Dangers of alcohol was greater than heroin or cocaine, according to new research.
In an article published in the medical journal Lancet, the drugs expert Professor David Nutt, a former chairman of the government’s drugs advisory England, introducing a new way to measure the damage caused (misuse) of drugs that assess the danger at the individual level as well as the danger to the community as a whole.
The results of the analysis showed that when both of the above factors combined, alcohol abuse is the most dangerous or damaging, only then heroin and then cocaine.
The paper was written by Professor Nutt of Imperial College London, and the Independent Science Committee on Drugs, Dr. Leslie King, who is a UK Expert Adviser for Monitoring Center on Drugs and Addiction Europe, as well as Dr. Lawrence Philips of the London School of Economics and Political Science, as quoted by the Telegraph on November 1, 2010.

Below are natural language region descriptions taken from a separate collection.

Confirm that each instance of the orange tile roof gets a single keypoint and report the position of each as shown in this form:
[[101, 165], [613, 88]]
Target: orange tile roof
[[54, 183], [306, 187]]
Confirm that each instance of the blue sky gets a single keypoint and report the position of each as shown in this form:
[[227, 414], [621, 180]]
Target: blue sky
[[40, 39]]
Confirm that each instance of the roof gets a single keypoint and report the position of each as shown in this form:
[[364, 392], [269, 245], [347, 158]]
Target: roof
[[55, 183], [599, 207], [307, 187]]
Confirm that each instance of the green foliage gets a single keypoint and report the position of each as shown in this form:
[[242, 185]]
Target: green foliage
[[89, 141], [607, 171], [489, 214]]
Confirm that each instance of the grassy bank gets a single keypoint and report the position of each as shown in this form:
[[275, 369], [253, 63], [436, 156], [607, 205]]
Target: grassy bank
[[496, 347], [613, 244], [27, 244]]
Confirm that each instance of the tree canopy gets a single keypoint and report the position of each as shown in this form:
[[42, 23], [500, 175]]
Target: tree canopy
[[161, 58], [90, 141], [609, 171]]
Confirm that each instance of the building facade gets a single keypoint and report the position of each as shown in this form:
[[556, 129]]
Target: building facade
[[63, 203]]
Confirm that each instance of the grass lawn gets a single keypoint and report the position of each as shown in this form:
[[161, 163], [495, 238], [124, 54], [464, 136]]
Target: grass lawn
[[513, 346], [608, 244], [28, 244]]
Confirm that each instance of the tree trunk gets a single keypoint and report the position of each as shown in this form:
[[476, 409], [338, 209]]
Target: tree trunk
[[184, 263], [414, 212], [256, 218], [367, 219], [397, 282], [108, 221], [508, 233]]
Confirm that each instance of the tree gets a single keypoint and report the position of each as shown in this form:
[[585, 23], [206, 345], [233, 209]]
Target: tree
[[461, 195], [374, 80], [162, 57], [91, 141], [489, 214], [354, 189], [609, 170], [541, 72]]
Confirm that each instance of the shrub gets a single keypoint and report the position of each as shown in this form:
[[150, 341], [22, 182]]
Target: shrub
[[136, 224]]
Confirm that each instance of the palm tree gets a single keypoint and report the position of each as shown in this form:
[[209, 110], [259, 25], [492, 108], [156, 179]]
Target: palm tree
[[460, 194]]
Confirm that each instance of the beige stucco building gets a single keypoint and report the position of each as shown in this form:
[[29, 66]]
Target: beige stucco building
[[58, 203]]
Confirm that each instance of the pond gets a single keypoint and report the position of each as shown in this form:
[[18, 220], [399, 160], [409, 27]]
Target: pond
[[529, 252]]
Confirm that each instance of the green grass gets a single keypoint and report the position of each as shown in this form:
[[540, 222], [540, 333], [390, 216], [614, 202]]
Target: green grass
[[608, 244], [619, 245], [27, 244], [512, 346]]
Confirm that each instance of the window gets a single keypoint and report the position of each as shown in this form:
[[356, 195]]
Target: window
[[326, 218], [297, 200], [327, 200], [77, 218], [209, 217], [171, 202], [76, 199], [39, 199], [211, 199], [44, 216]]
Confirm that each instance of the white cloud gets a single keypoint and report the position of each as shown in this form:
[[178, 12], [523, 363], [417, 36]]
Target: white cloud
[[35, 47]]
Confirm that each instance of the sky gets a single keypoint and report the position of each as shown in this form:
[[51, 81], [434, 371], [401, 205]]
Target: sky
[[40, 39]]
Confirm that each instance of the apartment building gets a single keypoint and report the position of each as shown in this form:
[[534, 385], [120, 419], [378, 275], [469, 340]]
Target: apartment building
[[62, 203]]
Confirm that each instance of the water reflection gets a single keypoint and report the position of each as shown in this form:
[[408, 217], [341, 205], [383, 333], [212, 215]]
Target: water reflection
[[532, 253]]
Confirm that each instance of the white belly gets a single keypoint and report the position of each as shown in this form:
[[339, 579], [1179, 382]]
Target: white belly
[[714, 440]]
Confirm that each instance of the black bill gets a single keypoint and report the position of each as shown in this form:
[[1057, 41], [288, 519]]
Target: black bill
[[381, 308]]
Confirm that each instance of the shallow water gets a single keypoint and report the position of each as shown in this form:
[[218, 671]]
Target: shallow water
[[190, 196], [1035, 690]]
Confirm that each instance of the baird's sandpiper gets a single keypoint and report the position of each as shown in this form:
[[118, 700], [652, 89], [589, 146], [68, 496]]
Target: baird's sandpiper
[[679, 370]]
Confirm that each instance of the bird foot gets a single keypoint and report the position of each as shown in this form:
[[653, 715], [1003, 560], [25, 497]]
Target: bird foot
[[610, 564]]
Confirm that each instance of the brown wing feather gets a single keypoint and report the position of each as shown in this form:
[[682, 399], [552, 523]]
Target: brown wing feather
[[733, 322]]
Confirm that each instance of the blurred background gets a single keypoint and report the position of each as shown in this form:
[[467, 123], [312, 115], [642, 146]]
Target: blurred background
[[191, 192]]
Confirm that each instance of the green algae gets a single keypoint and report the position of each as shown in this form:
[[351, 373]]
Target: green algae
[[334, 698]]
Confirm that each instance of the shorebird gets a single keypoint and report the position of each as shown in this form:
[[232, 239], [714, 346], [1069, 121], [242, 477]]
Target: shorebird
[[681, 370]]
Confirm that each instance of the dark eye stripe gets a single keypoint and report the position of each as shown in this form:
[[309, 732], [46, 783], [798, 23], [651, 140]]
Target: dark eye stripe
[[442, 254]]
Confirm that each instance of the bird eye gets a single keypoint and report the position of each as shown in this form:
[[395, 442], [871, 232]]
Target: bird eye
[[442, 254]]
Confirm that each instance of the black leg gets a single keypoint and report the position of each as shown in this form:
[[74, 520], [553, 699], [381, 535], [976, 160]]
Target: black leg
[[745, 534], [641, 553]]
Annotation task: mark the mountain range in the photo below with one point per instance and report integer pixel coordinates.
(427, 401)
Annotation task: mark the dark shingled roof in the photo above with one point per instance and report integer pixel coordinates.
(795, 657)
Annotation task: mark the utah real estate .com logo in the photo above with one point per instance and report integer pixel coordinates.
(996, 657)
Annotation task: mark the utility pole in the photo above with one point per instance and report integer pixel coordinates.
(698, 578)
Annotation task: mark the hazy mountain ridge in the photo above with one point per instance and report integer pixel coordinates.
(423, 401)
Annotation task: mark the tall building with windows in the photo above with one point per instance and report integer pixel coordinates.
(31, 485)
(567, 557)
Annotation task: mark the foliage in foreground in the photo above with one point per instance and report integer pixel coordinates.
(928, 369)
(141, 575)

The new assessment uses nine categories of danger to self and seven categories of hazards to the community as a whole variety of individuals.
The categories “danger to self” itself covers death or mortality, poor health, decreased intellect, loss of friendships and injury.
The categories “danger to others” include crime, environmental damage, family conflict and decline in community unity.
Heroin, cocaine and crystal meth or methamphetamine are the drugs most harmful to the individual, whereas alcohol, heroin and cocaine are the most harmful to others.
The example shows that in addition to drugs that are most harmful overall, alcohol is almost three times as dangerous as cocaine or tobacco.
It also suggests that alcohol over five times more dangerous than previously mefedron legal in the UK but later classified as a controlled drug of class B in April 2010.
Ecstasy of media attention over the last two decades only one-eighth as dangerous as alcohol in this new analysis.
The experts concluded: “Our findings support previous research conducted in the UK and the Netherlands confirmed that the drugs classification system is currently little relation to the evidence of harm.”
They also agree with the conclusion of previous expert reports that target the very serious dangers of alcohol as a public health strategy is legitimate and necessary.